Italy’s labor-market rules have remained largely unreformed since the modern Italian state was established. Spread over some 2,700 pages, the labor code divides the labor force into two parts. Older workers benefit from the full weight of the law, including ironclad protections against being laid off, fired or disciplined, whether for performance or economic reasons. That leaves the remainder of the work force, predominately young, to make do with temporary, freelance and other forms of itinerant work.
Then there is the Cassa Integrazione Guadagni. Under this income-assistance scheme, businesses that need to downsize can put some workers on “standby,” and the government will cover a significant share of the normal salary until the company can hire back the worker. The program strains the state’s budget, discourages workers from seeking other jobs, and prevents struggling companies from downsizing to stay competitive.

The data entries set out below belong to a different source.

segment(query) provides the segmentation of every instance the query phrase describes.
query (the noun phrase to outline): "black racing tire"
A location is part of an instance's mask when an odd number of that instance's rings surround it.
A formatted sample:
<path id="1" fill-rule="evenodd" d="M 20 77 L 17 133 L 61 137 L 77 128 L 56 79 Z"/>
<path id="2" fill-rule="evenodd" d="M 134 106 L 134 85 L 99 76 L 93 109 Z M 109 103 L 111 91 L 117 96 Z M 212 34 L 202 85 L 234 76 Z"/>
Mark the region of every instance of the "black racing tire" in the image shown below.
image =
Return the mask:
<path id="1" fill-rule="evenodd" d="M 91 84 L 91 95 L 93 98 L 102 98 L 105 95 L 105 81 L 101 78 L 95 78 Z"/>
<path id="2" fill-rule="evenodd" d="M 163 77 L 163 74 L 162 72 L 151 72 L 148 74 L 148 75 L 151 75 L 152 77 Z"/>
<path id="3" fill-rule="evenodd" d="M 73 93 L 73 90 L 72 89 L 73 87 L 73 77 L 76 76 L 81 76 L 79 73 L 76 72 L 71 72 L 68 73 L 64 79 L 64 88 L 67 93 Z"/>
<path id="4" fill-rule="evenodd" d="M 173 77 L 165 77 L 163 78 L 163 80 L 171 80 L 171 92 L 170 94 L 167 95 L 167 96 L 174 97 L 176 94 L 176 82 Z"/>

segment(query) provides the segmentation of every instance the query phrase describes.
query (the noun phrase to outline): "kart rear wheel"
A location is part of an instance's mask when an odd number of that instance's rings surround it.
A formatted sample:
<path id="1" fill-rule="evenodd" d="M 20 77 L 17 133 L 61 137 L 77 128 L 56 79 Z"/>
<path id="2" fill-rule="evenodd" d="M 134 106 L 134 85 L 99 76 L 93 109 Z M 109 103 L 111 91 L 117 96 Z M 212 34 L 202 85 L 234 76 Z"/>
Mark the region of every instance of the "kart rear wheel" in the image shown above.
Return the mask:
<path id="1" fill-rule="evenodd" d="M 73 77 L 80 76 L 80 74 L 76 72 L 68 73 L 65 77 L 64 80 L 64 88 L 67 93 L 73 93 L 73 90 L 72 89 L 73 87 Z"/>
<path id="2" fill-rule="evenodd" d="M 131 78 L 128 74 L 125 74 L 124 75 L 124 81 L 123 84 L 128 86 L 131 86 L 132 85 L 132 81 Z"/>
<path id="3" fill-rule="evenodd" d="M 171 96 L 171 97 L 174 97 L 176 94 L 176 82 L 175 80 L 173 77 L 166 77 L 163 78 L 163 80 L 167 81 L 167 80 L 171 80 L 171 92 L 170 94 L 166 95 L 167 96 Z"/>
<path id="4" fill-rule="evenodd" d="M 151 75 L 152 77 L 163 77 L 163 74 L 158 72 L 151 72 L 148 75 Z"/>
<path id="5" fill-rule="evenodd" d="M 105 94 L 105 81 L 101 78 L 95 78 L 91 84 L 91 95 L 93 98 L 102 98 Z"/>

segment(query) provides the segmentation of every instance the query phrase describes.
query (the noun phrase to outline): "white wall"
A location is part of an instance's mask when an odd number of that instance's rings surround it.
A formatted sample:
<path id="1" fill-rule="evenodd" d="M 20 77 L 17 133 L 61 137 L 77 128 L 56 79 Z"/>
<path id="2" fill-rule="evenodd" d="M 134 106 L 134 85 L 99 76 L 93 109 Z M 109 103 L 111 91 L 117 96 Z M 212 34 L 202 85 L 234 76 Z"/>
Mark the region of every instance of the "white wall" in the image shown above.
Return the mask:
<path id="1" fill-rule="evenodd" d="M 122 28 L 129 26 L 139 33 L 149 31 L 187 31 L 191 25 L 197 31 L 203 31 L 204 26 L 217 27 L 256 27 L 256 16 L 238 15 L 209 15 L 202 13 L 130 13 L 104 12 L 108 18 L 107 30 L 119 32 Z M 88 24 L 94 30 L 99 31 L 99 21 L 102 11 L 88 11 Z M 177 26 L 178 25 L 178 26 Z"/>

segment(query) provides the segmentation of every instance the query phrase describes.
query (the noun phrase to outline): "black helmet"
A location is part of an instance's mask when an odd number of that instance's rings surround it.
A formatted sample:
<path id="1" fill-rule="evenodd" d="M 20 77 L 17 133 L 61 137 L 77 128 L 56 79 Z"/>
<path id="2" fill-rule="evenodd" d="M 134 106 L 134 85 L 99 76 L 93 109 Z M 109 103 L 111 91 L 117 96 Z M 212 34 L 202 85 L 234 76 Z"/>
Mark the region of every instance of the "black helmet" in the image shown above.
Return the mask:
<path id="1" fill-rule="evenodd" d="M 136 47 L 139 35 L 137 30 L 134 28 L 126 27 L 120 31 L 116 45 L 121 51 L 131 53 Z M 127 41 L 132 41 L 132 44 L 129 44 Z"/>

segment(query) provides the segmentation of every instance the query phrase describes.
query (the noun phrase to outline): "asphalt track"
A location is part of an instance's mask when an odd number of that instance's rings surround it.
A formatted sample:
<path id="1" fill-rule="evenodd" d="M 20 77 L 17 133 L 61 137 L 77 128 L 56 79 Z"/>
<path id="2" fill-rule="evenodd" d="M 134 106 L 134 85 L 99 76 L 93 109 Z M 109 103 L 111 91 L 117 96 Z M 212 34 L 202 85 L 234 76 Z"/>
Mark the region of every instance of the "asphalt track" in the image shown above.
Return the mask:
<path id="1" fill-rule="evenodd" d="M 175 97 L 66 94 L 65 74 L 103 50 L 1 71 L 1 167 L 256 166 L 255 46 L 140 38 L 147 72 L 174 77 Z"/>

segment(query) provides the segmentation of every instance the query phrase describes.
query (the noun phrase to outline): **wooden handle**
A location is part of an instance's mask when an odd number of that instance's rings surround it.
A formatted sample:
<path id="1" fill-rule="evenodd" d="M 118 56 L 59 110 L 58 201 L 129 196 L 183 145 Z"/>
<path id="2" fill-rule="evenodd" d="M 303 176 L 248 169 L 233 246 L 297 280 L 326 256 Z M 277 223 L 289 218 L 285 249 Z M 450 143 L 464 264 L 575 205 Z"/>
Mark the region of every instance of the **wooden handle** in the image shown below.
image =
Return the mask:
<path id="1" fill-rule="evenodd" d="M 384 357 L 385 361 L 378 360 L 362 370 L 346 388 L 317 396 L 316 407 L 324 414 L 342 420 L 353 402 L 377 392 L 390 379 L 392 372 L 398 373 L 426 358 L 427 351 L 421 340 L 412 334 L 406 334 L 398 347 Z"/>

Need to fire a worker for poor job performance? To do so, businesses must persuade a judge that no alternative short of termination was available—a process of administrative hearings and litigation that can take months and drain company resources. The World Economic Forum in its 2014-15 assessment of labor-market efficiency ranked Italy 141 out of 144 countries for hiring and firing practices, just above Zimbabwe.
Intractable national unions, which are quick to strike and slow to compromise, exacerbate all these problems. Italy has the largest number of small businesses in the European Union not because companies don’t want to grow, but because they fear growth will mean having to negotiate with the militant national unions like CGIL.
The unsurprising result of all these barriers to firing and efficiency is that businesses are reluctant to hire. The official unemployment rate stands at 12%, and half of Italy’s young people are unemployed. Given the scale of the problem, Mr. Renzi’s proposed reforms are a start but far from enough.
The Prime Minister wants gradually to phase out the dual system with the introduction of a single contract that will eventually cover all workers; shift the employment protection from the workplace to the individual employee; and reduce the red tape required to form temporary employment contracts. For this, CGIL boss Susanna Camusso has accused Mr. Renzi of abandoning “social dialogue” to a degree “only seen once before, with Mrs. Thatcher.”
Italy should be so lucky as to have an Iron Lady. The people protesting this weekend weren’t marching for reasonable workplace protections. They were demanding guaranteed unemployment for millions of their fellow citizens. For the sake of all those out-of-work Italians, and especially the young, Mr. Renzi should stand firm for reform.